Opinion

Imperial should be refunding our tuition fees following the strike

A group of Imperial students argue this is not solely about loss of contact time. The entirety of our educational experience has suffered because of the strikes.

Imperial should be refunding our tuition fees following the strike

Earlier this year, while academic and support staff were exercising their right to strike in protest against unfair changes to their pensions, over 3,000 students signed a letter to senior management asking for a partial refund in tuition fees. As a result of the industrial action, many of us lost out on contact time, support from staff, and general momentum. If, as seems to be the case across the UK, universities are businesses, and we are consumers, then we have the right to demand a refund. These concerns have been presented to the senior management of the College, but the response we have received has been lacking. Last month, several of us heard from Professor Alice Gast personally, who sent a statement that has also been uploaded to the Imperial website. It reads: “fees cover all aspects of your time at Imperial, and are based on the delivery of overall outcomes, rather than being payments for specific contact hours.”

While we appreciate Professor Gast recognises this is about more than just contact hours, we hope that by overall outcomes she does not solely mean our degree certificates.
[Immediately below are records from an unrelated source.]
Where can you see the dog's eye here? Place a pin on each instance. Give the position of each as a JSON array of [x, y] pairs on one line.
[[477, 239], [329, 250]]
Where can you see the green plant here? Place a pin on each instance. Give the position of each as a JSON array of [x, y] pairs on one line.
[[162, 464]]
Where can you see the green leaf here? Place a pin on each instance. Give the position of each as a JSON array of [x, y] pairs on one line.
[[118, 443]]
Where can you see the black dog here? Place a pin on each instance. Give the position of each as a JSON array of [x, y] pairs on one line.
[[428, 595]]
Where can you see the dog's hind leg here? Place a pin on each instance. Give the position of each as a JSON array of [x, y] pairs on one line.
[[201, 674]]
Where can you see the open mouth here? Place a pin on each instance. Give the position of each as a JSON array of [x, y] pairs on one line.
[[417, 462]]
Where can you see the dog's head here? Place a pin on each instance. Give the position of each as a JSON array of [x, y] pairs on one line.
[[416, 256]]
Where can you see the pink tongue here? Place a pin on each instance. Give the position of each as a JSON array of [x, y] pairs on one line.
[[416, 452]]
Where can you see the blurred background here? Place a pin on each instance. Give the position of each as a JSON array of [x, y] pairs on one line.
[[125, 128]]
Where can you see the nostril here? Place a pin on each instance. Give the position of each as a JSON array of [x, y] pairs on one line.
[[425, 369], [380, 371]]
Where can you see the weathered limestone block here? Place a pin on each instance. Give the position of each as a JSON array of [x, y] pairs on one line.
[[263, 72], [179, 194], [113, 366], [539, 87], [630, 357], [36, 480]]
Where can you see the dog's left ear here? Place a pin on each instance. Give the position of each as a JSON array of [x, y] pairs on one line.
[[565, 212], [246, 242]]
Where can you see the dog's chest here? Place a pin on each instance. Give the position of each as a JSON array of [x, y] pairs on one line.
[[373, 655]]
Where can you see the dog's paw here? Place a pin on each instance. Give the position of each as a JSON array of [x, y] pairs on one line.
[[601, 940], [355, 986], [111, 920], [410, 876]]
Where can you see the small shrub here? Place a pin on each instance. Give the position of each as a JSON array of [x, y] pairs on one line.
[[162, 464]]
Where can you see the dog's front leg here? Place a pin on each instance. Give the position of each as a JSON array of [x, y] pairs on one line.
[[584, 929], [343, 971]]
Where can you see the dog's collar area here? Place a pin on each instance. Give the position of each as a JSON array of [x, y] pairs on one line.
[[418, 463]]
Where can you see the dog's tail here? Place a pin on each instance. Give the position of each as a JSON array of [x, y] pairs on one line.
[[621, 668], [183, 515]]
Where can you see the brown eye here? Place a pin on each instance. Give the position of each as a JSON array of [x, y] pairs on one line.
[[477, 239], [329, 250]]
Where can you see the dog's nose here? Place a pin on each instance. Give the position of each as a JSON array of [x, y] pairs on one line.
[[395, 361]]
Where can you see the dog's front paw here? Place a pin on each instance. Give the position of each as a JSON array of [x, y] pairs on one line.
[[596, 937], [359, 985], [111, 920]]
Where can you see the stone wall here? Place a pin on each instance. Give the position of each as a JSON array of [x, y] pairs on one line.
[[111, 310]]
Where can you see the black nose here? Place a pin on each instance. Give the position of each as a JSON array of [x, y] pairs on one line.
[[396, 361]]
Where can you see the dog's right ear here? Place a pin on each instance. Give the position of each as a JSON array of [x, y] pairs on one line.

Instead, they should refer to the graduate attributes listed on Imperial’s own website. Imperial are “committed” to ensuring Imperial graduates will “Demonstrate deep conceptual understanding of their chosen discipline”, “approach challenges with curiosity, critical thinking, and creativity”, and “have developed into independent learners with high self-efficacy”, among others.

To achieve these aspirational outcomes requires departments to deliver the pedagogical approach outlined in the excellent new Teaching and Learning Strategy. Launching this strategy, Professor Simone Buitendijk, Vice Provost (Education), noted the emphasis on interactive learning, with “a focus on increasing the sense of community and working with student as partners.” while Ms Giskin Day, an Imperial College Principal teaching fellow, envisaged classrooms as “interactive facilitative space(s)” where dialogue rather than didactic delivery was central to learning.

We entirely agree with this visionary and aspirational strategy, and welcome its implementation at Imperial. However, Professor Gast appears to discount the view that our education had suffered and as a result, and avoids the question of the college’s liability to refund any of our fees.

While our fees are not for specific contact hours, it is precisely because we have lost this contact time that we have lost the opportunity for dialogue and interaction, both of which are central to the College’s educational strategy. As a result our education has suffered. Indeed, this is the basis of our claims for compensation. On many courses, both undergraduate and postgraduate, we are fortunate to be partners with our lecturers in this excellent type of education; however, it cannot take place when our lecturers are on strike. The educational experience, which was the reason that we chose to come to Imperial, is what we value so highly, and not just the outcome.

Our educational experience should not be atomised into specific contact hours, but should rather be based on the totality of our learning experience. This requires our teachers and fellow students to be present in the department, at seminars, in classes, and on-line – and not on strike. The key point we were making in our correspondence with the College is that we have not just lost specific contact hours but also momentum and the excitement and creativity that comes from an excellent course. It is our educational experience in its entirety that has suffered as a direct result of the disruptions arising from the strike.

Despite assurances from senior management about mitigations for the strike, these have necessarily been minimal and in no way compensate for our loss. The fact remains that our lecturers were on strike for 14 days in the Spring Term – more than a quarter of the total term. Recovering lost teaching – funded by the college – may help to some extent but needs to fit into students’ existing commitments. Full time students are very stretched already, with multiple commitments, and few have capacity to retrace steps from the previous term. Even if it were feasible to reschedule lost teaching, the practicalities of doing so from the student’s point of view are therefore very limited. And without full student participation and interaction as partners in learning, the educational experience is considerably diminished. Therefore it can never simply a matter of replacing missing teaching sessions at a later date, particularly for the practical courses that were cancelled and which may be essential for some students in their future careers.

The sad fact is that strikes mean lost production. This is the reason that the College are withholding pay from our excellent lecturers who went on strike. It seems disingenuous to us that they can therefore also assert that we have not suffered a loss in our education and are not due a refund. For 14 days we were unable to meet with our lecturers who were union members; we missed scheduled teaching sessions; we lost opportunities to learn. This is what the totality of education means to us and not just the final degree outcome.

We would like the College to meet with us and our union representatives to agree a way forward that respects students’ loss of education experience through fair compensation. We feel privileged to be students at Imperial and are fortunate to be receiving an excellent educational experience. This, however, did not happen whilst our lecturers were on strike. We need to agree a fair and just formula to compensate, not only ourselves, but the 3,000 fellow students who have signed the letter stating they believed their education would suffer.